Separately, I’m interested in partnering with founders in Israel. I think the Israeli tech ecosystem has reached maturity, and that Wiz is just the beginning of many exciting companies to come. I like to back people when they’re underestimated, and I think the entire Israeli ecosystem is underestimated right now.”
“Having fun might be the most underrated use case for AI. Ten years ago, entertainment came from others making content for us: movies, music, stories, characters, worlds. Today, we make our own. From Suno to Sora, we’re seeing how AI enables more creativity, more delight, more people participating in the fun of making, remixing, sharing and consuming.”
“The physical world represents 80% of global GDP. The companies who win the new frontier of physical AI will become some of the largest companies in the world. We are entering a hardware renaissance, and we’re excited to partner with the companies pioneering this new supercycle.
I’m also interested in AI Forward Deployed Engineers. For every $1 spent on software, up to $6 are spent on services. The services industry requires more human workers than ever to deploy AI in production. This is a $500B growing labour market, where labour is supply-constrained. We need AI to help humans be more productive, initially as co-pilots and eventually as autopilots.”

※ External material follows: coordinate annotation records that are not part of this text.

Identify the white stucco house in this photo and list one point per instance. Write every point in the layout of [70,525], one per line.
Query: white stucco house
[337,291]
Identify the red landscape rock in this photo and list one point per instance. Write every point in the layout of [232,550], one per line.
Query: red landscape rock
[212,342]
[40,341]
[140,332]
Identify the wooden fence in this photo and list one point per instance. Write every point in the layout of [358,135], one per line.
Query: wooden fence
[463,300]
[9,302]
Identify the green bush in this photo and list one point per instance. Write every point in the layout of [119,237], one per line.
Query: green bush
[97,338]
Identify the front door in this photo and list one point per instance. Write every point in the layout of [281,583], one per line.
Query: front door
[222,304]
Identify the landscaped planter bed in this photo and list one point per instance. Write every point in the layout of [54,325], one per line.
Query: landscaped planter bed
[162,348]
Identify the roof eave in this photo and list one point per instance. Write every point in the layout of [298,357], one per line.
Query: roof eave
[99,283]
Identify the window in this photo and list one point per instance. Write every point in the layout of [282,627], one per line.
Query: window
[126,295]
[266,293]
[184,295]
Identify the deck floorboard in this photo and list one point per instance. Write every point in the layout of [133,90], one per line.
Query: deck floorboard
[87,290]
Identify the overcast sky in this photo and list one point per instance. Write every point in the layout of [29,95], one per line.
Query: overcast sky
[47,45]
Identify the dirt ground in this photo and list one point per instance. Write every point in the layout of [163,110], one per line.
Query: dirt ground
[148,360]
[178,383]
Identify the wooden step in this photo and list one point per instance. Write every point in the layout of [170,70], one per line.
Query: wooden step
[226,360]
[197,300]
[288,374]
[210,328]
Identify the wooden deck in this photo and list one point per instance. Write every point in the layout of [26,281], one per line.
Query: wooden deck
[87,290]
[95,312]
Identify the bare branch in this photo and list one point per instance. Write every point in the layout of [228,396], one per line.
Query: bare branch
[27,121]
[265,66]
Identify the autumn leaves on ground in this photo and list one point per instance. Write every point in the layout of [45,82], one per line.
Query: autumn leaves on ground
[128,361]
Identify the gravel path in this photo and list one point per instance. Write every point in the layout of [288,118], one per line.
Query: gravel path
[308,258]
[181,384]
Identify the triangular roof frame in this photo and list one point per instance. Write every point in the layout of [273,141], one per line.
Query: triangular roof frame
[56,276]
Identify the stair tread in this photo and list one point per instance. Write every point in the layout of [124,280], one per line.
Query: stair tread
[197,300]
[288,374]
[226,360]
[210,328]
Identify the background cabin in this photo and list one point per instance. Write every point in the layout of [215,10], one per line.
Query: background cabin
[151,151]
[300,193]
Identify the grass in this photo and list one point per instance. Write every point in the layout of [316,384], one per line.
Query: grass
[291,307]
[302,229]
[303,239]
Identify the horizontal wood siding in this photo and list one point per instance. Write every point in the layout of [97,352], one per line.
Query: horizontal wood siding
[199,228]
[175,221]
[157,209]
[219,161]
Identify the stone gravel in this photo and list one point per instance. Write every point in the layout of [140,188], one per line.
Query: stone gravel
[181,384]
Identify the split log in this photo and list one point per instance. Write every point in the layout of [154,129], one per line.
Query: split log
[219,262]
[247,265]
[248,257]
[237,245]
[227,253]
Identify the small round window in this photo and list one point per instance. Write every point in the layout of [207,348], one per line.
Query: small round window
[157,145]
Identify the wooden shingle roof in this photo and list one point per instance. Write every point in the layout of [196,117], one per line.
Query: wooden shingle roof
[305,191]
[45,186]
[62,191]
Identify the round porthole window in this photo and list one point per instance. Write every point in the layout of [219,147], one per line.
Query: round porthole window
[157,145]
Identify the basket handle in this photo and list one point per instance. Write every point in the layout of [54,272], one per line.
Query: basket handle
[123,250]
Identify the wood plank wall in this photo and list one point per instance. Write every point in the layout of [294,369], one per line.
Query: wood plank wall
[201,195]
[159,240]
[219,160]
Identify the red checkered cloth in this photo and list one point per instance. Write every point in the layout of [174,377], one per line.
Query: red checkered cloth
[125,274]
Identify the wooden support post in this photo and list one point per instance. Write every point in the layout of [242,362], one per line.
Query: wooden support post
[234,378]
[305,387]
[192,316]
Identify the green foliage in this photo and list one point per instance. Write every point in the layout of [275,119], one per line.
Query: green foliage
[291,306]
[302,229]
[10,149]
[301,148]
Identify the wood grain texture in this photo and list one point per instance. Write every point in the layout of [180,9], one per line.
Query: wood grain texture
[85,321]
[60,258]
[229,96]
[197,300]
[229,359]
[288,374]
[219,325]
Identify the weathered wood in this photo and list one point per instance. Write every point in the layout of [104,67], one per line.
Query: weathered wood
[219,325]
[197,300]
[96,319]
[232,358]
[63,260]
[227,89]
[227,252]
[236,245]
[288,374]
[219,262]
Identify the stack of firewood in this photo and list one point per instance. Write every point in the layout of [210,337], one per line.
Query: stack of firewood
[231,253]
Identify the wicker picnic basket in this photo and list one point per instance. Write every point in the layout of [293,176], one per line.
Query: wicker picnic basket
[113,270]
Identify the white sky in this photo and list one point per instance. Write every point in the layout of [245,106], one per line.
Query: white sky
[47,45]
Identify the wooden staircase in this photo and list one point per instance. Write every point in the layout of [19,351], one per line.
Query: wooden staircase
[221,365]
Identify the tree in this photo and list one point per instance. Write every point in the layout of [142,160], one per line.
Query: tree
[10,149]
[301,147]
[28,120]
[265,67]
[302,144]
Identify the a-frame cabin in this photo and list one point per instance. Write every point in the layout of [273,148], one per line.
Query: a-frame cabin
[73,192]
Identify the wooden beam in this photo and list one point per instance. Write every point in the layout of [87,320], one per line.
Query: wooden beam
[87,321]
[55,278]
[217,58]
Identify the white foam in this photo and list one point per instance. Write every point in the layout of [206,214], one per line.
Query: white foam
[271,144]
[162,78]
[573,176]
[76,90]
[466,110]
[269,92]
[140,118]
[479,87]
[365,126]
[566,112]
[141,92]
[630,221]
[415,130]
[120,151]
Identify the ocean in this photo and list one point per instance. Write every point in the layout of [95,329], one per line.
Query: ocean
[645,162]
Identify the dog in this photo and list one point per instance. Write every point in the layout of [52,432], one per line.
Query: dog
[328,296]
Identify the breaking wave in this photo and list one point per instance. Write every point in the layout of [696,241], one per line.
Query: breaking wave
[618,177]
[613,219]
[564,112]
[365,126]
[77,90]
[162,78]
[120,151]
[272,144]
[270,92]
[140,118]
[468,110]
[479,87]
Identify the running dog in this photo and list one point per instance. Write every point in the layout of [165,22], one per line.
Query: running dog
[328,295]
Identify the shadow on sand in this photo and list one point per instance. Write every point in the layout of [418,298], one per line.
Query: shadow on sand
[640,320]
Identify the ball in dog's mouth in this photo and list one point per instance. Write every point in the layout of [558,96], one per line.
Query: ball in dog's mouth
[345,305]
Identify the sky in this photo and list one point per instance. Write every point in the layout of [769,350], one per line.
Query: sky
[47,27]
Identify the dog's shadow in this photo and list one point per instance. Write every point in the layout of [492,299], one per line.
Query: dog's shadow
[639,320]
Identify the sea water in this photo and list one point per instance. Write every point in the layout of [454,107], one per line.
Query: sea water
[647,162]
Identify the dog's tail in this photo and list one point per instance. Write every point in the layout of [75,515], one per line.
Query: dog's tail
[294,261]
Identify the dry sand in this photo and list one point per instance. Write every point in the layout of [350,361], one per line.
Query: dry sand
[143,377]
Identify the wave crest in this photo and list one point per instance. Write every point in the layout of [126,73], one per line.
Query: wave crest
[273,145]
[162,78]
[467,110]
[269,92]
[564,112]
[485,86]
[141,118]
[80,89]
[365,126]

“As AI becomes superintelligent, it not only automates services but also advances the frontier of what’s possible in each field. We’re seeing this in every sector, from coding to physical AI. What happens when AI transforms every industry you can imagine: consumer, engineering, product, security, sales, marketing, finance, legal, medicine, education, manufacturing? We are living through the most exciting time in history.”
“I’m drawn to dynamo founders—polymaths with a voracious appetite for learning, who blend interdisciplinary insights. These people don’t follow the conventional path. They’re defiant. They want to chart their own course. With the tools that we have available now in AI, founders like this can address problems that they spot in ways that we could never have done before.”